Coghlan aims to clear Gothenburg hurdle
The 32-year-old Dubliner, who made a dramatic comeback to win the 60m hurdles title at the Woodies DIY Irish indoor championships at the Odyssey Arena on Sunday, faded from the scene a couple of years ago when he lost what meagre funding he had and was cut from the carding scheme.
He was right up there among the world’s leading high hurdlers — in one year he had run 13.3 seconds no fewer than seven times — and he holds the honour of being the fastest 110m hurdler not to make an Olympic final.
That was only one of many disappointments in a career that was dominated by injury. Working out of the US where he based himself with coach Paul Doyle after graduating from Yale University, he was under constant financial pressure, but the straw that broke the camel’s back came when he was dropped totally from funding.
He came back to Ireland, wound down his athletics career, and concentrated on the other aspects of his life.
Knowing all too well that he had not fulfilled his potential as an athlete, he eventually approached his friend Sean Cahill. Cahill, another former high hurdles champion, made his debut in a major championship at the infamous 1993 world championships in Stuttgart where Sonia O’Sullivan became embroiled in some fierce battles with the suspect Chinese athletes.
“My friendship with Peter goes back a long way,” Sean Cahill said. “When he contacted me and asked me if I would coach him, he left me with no option but to help out.
“He is a serious talent and any of us who knew anything about the sport knew that he had not fulfilled that talent.
“When he was in the US I think he felt isolated from the scene back home. He had a very good coach in Paul Doyle but, from my own experience and I would travel over there a few times a year, they are lacking in back-up medical staff.
“Peter had a lot of injuries and I know it was difficult for him. He did not have the back-up athletes that he had back home and I think, at the end of the day, he just got very frustrated and you cannot compete when you are in that frame of mind.
“We sat down, discussed the situation and I put a plan before him. In fairness to him he has stuck to that plan rigidly, not deviating a fraction from it. And I think the real test of his character came in his very first race just over a week ago in Loughborough when he hit the very first hurdle and almost broke his neck.
“He could have walked away from it there and then, but he put it behind him, got on with the job and you saw what happened at the Odyssey Arena on Sunday.
“Our problem is the lack of an indoor facility where he can train in a warm atmosphere.
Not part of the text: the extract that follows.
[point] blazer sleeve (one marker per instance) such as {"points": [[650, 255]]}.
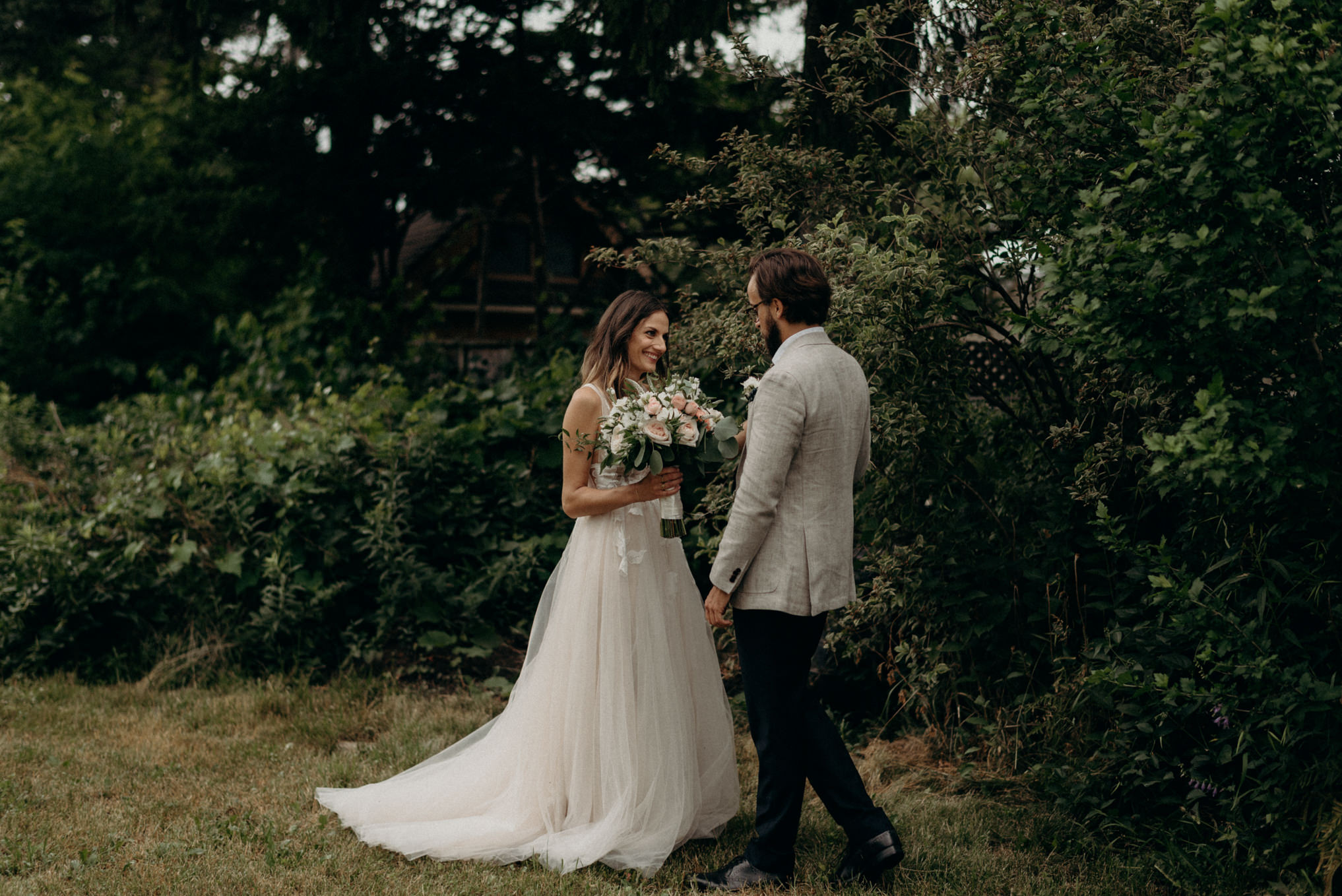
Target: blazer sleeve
{"points": [[777, 419]]}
“I am not one to whinge, but you go to Santry for a training session and, if you are there for more than six minutes, you are in serious danger of pulling something it is so cold.
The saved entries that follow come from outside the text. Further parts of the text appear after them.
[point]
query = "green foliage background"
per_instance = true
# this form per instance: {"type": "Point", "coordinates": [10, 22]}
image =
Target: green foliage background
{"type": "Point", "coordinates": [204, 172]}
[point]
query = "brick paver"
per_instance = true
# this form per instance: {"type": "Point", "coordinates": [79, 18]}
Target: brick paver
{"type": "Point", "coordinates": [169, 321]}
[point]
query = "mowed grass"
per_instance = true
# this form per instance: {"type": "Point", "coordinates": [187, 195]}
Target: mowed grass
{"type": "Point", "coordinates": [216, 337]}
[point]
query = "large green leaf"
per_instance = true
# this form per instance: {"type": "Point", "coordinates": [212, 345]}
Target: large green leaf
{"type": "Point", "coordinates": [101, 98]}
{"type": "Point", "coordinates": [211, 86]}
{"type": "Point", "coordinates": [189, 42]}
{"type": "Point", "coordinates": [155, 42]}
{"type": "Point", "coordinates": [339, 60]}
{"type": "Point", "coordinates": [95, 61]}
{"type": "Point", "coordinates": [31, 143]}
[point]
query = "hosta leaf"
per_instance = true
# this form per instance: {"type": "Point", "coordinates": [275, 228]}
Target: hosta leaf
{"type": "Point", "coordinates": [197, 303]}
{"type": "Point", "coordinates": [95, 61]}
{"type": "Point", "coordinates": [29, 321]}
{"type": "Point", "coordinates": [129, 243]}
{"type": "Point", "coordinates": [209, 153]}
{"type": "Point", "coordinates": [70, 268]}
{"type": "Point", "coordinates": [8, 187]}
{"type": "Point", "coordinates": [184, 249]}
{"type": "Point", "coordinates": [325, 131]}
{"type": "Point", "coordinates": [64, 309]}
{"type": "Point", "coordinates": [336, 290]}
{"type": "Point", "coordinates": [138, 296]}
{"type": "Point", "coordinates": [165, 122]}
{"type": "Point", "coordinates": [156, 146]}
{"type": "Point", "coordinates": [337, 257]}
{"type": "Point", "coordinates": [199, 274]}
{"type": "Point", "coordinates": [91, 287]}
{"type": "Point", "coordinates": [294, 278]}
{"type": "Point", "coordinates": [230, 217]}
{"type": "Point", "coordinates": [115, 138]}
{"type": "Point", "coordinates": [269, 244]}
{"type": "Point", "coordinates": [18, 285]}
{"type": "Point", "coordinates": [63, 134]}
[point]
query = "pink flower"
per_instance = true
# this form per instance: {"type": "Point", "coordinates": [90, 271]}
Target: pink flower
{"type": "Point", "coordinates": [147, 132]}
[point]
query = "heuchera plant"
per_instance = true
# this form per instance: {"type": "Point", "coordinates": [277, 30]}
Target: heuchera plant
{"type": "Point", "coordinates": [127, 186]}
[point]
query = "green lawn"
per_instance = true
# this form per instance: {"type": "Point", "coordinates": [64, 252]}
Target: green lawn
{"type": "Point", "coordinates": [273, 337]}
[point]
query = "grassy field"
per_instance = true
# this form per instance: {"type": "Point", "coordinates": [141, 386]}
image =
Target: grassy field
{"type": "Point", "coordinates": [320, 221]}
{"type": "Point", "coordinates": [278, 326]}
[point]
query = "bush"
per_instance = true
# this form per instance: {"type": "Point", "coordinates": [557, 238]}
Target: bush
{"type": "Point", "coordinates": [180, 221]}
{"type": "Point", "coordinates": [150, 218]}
“We make the most of whatever opportunity presents itself.
“He competes in Gothenburg and then he will compete in Budapest on Saturday.
“I will travel there with him on Friday and we have the use of the track to train on Monday, Tuesday and Wednesday. We should get in some good sessions in a warm environment and I think that will take his comeback to another level.”
Meanwhile, Mary Cullen has been to Belgium for further treatment on the problematic foot injury which she sustained in the road race in Providence last November.
She is being treated by Gerard Hartmann who referred her to the doctor who specialises in foot injuries and treats Paula Radcliffe amongst others.